But what if I _need_ to use some general word, and "hats" (or "headwear") doesn't fit? Say, there's an assembled crowd of people in various hats, turbans, headscarfs, helmets, etc. And what if I need to write a sign to the visitors which says something like: "When the bell rings please take off your ... and put it on the ground"? Will it be ok to use the word "hats" (when most of these ppl most likely have some other kind of headwear)? Would not some or the other people think that the sign doesn't apply to them? 
What would you write?

----------


## brandonp

In that situation, I think using the word "headwear" would be perfectly fine.  Since things you mentioned like turbans wouldn't really fit well under a "hat" category, I think headwear is fine, as it encompasses any possible covering on the head.  You could also say something like "Please remove your head coverings" or something of the like.

----------


## gRomoZeka

Great! Thank you, *brandonp*. So "headwear" will do.  :: 
By the way, "head covering" is a direct equivalent of Russian "головной убор" (I was not aware of its existence). But I googled it, and it seems that it's used mostly when talking about religious headwear. Is that true?

----------


## Matroskin Kot

> Great! Thank you, *brandonp*. So "headwear" will do. 
> By the way, "head covering" is a direct equivalent of Russian "головной убор" (I was not aware of its existence). But I googled it, and it seems that it's used mostly when talking about religious headwear. Is that true?
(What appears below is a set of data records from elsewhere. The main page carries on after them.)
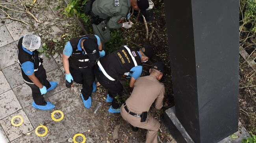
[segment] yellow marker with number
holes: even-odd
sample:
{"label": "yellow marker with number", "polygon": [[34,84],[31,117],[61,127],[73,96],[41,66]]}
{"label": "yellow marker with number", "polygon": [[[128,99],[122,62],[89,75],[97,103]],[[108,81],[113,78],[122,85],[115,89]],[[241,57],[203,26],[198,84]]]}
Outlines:
{"label": "yellow marker with number", "polygon": [[[82,142],[81,143],[78,143],[76,141],[76,138],[78,136],[81,136],[81,137],[83,137],[83,141],[82,141]],[[73,141],[74,141],[74,143],[84,143],[85,142],[85,141],[86,141],[86,138],[85,138],[85,136],[82,134],[76,134],[74,136],[74,137],[73,137]]]}
{"label": "yellow marker with number", "polygon": [[[14,119],[17,118],[20,118],[20,123],[17,124],[16,124],[15,123],[14,123],[14,122],[13,122],[13,120],[14,120]],[[22,118],[22,117],[21,117],[20,116],[16,115],[11,118],[11,125],[13,125],[15,127],[19,126],[21,125],[22,123],[23,123],[23,118]]]}
{"label": "yellow marker with number", "polygon": [[[60,113],[61,114],[61,116],[60,117],[59,119],[56,119],[54,118],[54,114],[56,113]],[[52,119],[54,121],[61,121],[61,120],[63,119],[63,118],[64,118],[64,114],[63,114],[63,112],[61,112],[60,110],[56,110],[53,111],[52,113],[51,116],[52,116]]]}
{"label": "yellow marker with number", "polygon": [[[45,130],[45,132],[43,134],[39,134],[38,132],[38,130],[39,128],[43,128]],[[35,130],[35,134],[37,135],[37,136],[39,136],[39,137],[43,137],[44,136],[46,135],[46,134],[47,134],[47,132],[48,132],[48,129],[47,128],[46,128],[46,127],[44,126],[43,125],[41,125],[40,126],[39,126],[37,127],[36,129]]]}

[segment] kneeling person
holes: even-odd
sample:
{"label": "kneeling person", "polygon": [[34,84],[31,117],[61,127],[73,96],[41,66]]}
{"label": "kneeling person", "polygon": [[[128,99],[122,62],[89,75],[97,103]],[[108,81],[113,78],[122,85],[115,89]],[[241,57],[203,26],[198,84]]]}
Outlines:
{"label": "kneeling person", "polygon": [[131,76],[130,86],[133,87],[142,71],[142,62],[147,61],[153,53],[154,49],[150,46],[144,46],[136,51],[125,45],[100,59],[95,67],[95,75],[100,83],[108,89],[106,101],[112,102],[109,112],[120,112],[121,105],[115,97],[122,96],[121,76],[125,74]]}
{"label": "kneeling person", "polygon": [[58,82],[49,82],[45,70],[43,66],[43,59],[37,50],[41,45],[40,37],[25,34],[18,44],[19,63],[21,68],[23,80],[32,90],[33,107],[43,110],[50,110],[55,107],[46,101],[43,94],[57,86]]}
{"label": "kneeling person", "polygon": [[151,105],[160,109],[165,94],[163,84],[159,82],[164,72],[164,65],[157,62],[149,70],[150,75],[138,78],[131,96],[121,107],[123,118],[134,127],[148,129],[146,143],[157,143],[159,122],[147,115]]}
{"label": "kneeling person", "polygon": [[80,94],[85,108],[91,107],[91,94],[96,90],[95,63],[100,56],[104,55],[99,37],[89,34],[72,39],[63,51],[62,62],[66,80],[70,83],[74,81],[83,85]]}

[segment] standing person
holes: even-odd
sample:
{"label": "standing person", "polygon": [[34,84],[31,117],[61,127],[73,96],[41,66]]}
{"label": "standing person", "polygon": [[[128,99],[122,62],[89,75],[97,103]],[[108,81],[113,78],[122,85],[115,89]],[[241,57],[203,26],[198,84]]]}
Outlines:
{"label": "standing person", "polygon": [[96,90],[94,68],[100,56],[105,55],[98,36],[87,34],[72,39],[63,50],[62,62],[69,82],[82,84],[80,94],[85,108],[91,105],[91,95]]}
{"label": "standing person", "polygon": [[[91,22],[94,34],[100,37],[104,48],[104,44],[110,40],[111,29],[129,29],[132,27],[133,23],[130,22],[131,7],[144,13],[146,10],[152,9],[154,6],[153,2],[148,0],[92,1],[94,2],[92,4],[91,11],[89,11]],[[126,19],[128,22],[124,22]]]}
{"label": "standing person", "polygon": [[123,87],[119,81],[121,76],[129,75],[130,86],[133,87],[142,71],[142,62],[151,58],[153,53],[154,49],[150,46],[144,46],[136,51],[125,45],[98,62],[95,75],[100,83],[108,89],[106,101],[112,103],[108,110],[109,112],[120,112],[120,105],[115,97],[122,96]]}
{"label": "standing person", "polygon": [[156,108],[160,110],[163,106],[165,87],[159,81],[164,72],[163,63],[155,63],[149,70],[149,76],[137,79],[131,96],[121,107],[122,117],[134,126],[133,130],[137,127],[148,129],[146,143],[157,143],[160,123],[147,112],[155,100]]}
{"label": "standing person", "polygon": [[37,50],[41,45],[41,38],[37,36],[28,34],[21,37],[18,44],[19,63],[21,68],[23,80],[32,90],[34,101],[32,106],[40,110],[50,110],[55,107],[46,101],[43,95],[54,88],[58,82],[49,82],[46,72],[43,66],[43,59]]}

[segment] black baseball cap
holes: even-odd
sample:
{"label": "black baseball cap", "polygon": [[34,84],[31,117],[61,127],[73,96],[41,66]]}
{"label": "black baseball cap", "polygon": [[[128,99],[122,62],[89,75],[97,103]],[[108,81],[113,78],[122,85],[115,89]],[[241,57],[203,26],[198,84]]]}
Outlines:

 Yes, that's why I didn't suggest it in the beginning. Perhaps someone with very little religious exposure would not make that connection, but I believe most people would. 
Also, for your example, 'headgear' would also sound good. In fact, that was the first word that came to my mind when I pictured doing what you described. 'Headwear' is good too, but I'm not sure I would call a helmet 'headwear'. For your example, though, I don't believe it would matter either way. I don't expect the dork wearing the helmet would object. He's probably just happy to be with people.  ::

----------


## Sparrow

> ...I'm not sure I would call a helmet 'headwear'.

 Why would you not call a helmet "headwear"? You are wearing it on your head, don't you?

----------


## Karras

> Originally Posted by Matroskin Kot   ...I'm not sure I would call a helmet 'headwear'.   Why would you not call a helmet "headwear"? You are wearing it on your head, don't you?

 I think either is acceptable. My personal preference would be "headgear" or "protective headgear", but you will definitely see and hear "protective headwear" as well. 
To me, "gear" just seems more businesslike and functional, but that is just my opinion.

----------


## brandonp

Yeah, the only difference in connotation I get from "headwear" and "headgear" is that the former seems more casual and everyday, while the latter seems more formal, or even relating more to a sports situation.

----------


## Matroskin Kot

> Originally Posted by Matroskin Kot   ...I'm not sure I would call a helmet 'headwear'.   Why would you not call a helmet "headwear"? You are wearing it on your head, don't you?

 I agree with Karras and Brandon.  
'Gear' isn't necessarily different from 'wear' by general definition, but to my ear, _[something]wear_ is worn for style or comfort, whilst _[something]gear_ is worn for utility or protection mainly.  
The difference probably isn't so great that people would notice if you used them interchangeably, however.

----------